I start at a point where Andrew quotes my previous post:
> Fred: "Furthermore, if there is no further change in the price of
> cotton before this batch of yarn is sold, then the value
> transferred from the cotton to the yarn will be equal to this new
> current price of cotton, will it not? In other words, won't the
> price of cotton as input by assumption will be equal to the price
> of cotton as output, even though they are not determined
> simultaneously from given physical quantities?"
Then Andrew continues:
> I'm not sure I understand this. Let me take a wild stab. Cotton
> was harvested last month, and won't be harvested for another year.
> So its price as an output was its price last month, say 10. If
> some of this cotton enters production of yarn today, then, ceteris
> paribus (i.e., excluding stuff like changes caused by speculation,
> dumping of cotton stocks on the market, etc.), its price is still
> 10, so 10 is the sum of value transferred to the yarn produced
> today (and by "reaction," to all pre-existing stocks of yarn).
In other words, the value transferred to the pre-existing stock of yarn
will be = 10, even though the price of the cotton consumed in the yarn may
have been = 5 when this cotton first entered production, right?
And, as I asked before: if there is no further change in the price of
the cotton before this batch of yarn is sold, then the price of the cotton
as input will continue to be = 10, up until the time the yarn is sold,
right? And when the yarn is sold, then the price of cotton as input (10)
will be equal to the price of cotton as output (10), right?
> But this is NOT what is meant by the "price of cotton as input
> [... is] equal to the price of cotton as output."
But wait a minute, Andrew: This IS PRECISELY what I mean by "the price of
cotton as input is equal to the price of cotton as output". This is
exactly what I said this equality means in the paragraph from my previous
post quoted above to which you are responding.
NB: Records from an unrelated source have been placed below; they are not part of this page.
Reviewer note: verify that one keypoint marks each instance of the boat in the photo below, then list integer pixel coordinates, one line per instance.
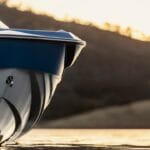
(32, 63)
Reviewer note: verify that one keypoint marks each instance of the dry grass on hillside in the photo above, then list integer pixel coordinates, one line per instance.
(112, 69)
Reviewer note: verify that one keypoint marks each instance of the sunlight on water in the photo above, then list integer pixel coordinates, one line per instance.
(124, 16)
(87, 136)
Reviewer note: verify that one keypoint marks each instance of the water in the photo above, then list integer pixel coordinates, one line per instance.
(86, 139)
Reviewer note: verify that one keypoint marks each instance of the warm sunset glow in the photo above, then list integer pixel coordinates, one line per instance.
(127, 13)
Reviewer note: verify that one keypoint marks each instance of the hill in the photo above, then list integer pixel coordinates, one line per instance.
(112, 69)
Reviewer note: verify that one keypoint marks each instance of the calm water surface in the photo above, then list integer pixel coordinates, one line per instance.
(75, 139)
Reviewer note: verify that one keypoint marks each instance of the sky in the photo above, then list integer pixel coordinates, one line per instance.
(132, 13)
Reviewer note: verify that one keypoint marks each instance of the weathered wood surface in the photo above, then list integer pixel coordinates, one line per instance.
(75, 139)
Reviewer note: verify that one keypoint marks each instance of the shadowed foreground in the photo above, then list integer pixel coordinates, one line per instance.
(75, 139)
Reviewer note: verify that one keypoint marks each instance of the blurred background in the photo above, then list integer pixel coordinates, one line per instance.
(109, 86)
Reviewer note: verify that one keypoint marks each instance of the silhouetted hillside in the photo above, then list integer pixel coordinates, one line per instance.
(112, 69)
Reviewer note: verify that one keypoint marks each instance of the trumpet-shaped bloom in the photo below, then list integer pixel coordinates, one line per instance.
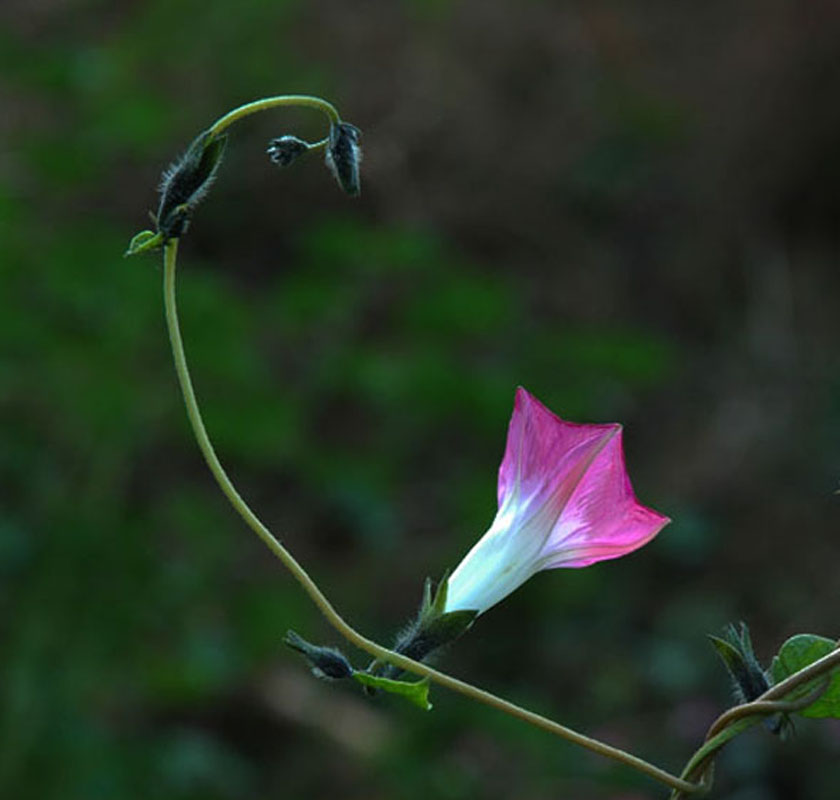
(565, 500)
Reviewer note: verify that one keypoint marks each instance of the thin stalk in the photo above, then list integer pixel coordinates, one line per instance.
(297, 100)
(318, 597)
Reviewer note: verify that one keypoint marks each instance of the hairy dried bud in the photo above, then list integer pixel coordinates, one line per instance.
(285, 150)
(326, 662)
(186, 183)
(344, 155)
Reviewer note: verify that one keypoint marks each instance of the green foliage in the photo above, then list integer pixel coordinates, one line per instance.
(416, 692)
(797, 653)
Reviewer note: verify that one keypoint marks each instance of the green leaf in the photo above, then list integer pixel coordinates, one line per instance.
(796, 654)
(145, 240)
(416, 692)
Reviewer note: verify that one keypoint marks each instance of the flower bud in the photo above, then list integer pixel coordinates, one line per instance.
(749, 680)
(326, 662)
(285, 150)
(186, 183)
(344, 155)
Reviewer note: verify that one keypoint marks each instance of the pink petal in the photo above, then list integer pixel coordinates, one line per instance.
(602, 519)
(544, 452)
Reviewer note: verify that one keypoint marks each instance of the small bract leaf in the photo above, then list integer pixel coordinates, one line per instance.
(797, 653)
(416, 692)
(145, 240)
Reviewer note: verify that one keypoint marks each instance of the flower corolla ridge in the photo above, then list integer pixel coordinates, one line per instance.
(565, 500)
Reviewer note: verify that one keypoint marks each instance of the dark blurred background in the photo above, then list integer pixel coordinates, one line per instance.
(630, 208)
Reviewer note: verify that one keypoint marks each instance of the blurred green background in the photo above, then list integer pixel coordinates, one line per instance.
(630, 208)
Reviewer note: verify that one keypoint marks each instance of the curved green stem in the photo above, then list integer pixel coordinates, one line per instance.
(324, 605)
(305, 100)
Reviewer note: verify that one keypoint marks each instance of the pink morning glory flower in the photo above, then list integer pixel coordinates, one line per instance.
(565, 500)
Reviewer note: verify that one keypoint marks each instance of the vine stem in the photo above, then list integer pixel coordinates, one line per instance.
(736, 720)
(297, 100)
(311, 588)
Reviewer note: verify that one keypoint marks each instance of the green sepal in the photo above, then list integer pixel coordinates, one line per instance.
(416, 692)
(448, 627)
(797, 653)
(143, 241)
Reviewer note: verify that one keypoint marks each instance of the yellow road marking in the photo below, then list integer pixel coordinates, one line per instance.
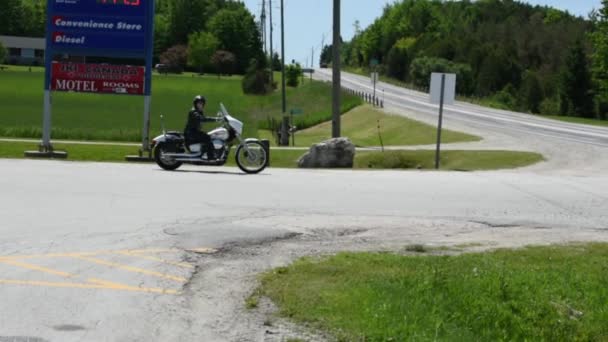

How can you say this is
not what I mean?
Andrew continues with his own interpretation of what I mean by the
equality of intput prices and output prices.
> What this
> phrase refers to is the postulate that, in the phase of the
> circuit of capital C ... P ... C', the cotton price that pertains
> to C is the same as the cotton price at the time C' is produced.
It is not entirely clear to me how this is different from what I have said
(or indeed what Andrew has said in the above example), but my guess is
that Andrew is (once again) attributing to me the Sraffian method of
determination of the prices of inputs and outputs, according to which both
the price of the means of production as input and the price of the means
of production as output are derived from a set of simultaneous equations,
with the physical quantities of inputs and outputs as the initial givens.
According to this interpretation, constant capital does not exist prior to
the sale of the output. Constant capital ( = the price of the means of
production as inputs) exists only at the time of the sale of the output,
and is determined by the current price of the means of production as
BUT THIS IS NOT (repeat NOT) WHAT I AM SAYING.
Please, read my words. I am saying (and have said many times) that
constant capital exists prior to the sale of the output. Constant capital
exists from the moment money-capital is invested to purchase means of
production. Its magnitude is taken as given, initially as the actual
historical price of these means of production (as I have said many times).
However, the prior existence of constant capital does not imply that the
precise magnitude of constant capital cannot change, if there is a change
in the value of the means of production. Indeed, we have seen that Marx
said in many passages throughout his economic manuscripts that, if there
is a change in the value of the means of production, then the value of
constant capital already in circulation will change accordingly. Constant
capital continues to be taken as given, but the precise magnitude of
constant capital that is taken as given changes. Because the given
constant capital is assumed to change to reflect the current price of the
means of production, when the output of a given circuit of capital is
finally sold, the price of the means of production as inputs will be equal
to the price of the means of production as outputs. But this equality has
NOTHING TO DO with the Sraffian method of determination of intput prices
and output prices. Rather, this equality follows simply from Marx's
assumption that the magnitude of the constant capital that is taken as
given is equal to the CURRENT price of the means of production.
I look forward to further discussion.